The advent of large language models has taken the AI world by storm. Outside of proprietary foundation models like GPT-4, open-source models are playing a pivotal role in driving the AI revolution forward, democratizing access for anyone looking to leverage these models in production. One of the biggest challenges in generating high-quality output from open-source models rests in fine-tuning, where we improve their outputs based on a series of instructions.
In this session, we take a step-by-step approach to fine-tune a Llama 2 model on a custom dataset. First, we build our own dataset using techniques to remove duplicates and analyze the number of tokens. Then, we fine-tune the Llama 2 model using state-of-the art techniques from the Axolotl library. Finally, we see how to run our fine-tuned model and evaluate its performance.

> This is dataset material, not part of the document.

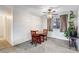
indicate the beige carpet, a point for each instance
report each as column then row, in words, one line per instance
column 4, row 44
column 49, row 46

Maxime Labonne is a Senior Machine Learning Scientist at JPMorgan and holds a Ph.D. in machine learning from the Polytechnic Institute of Paris. Since 2019, he has been actively involved in working with Large Language Models and Graph Neural Networks, applying his expertise in diverse sectors such as R&D, industry, finance, and academia. Beyond his practical work, Maxime is a prolific writer, contributing technical articles on machine learning and data science, which are available on his blog as well as Towards Data Science. He is also the author of "Hands-On Graph Neural Networks using Python," published by Packt.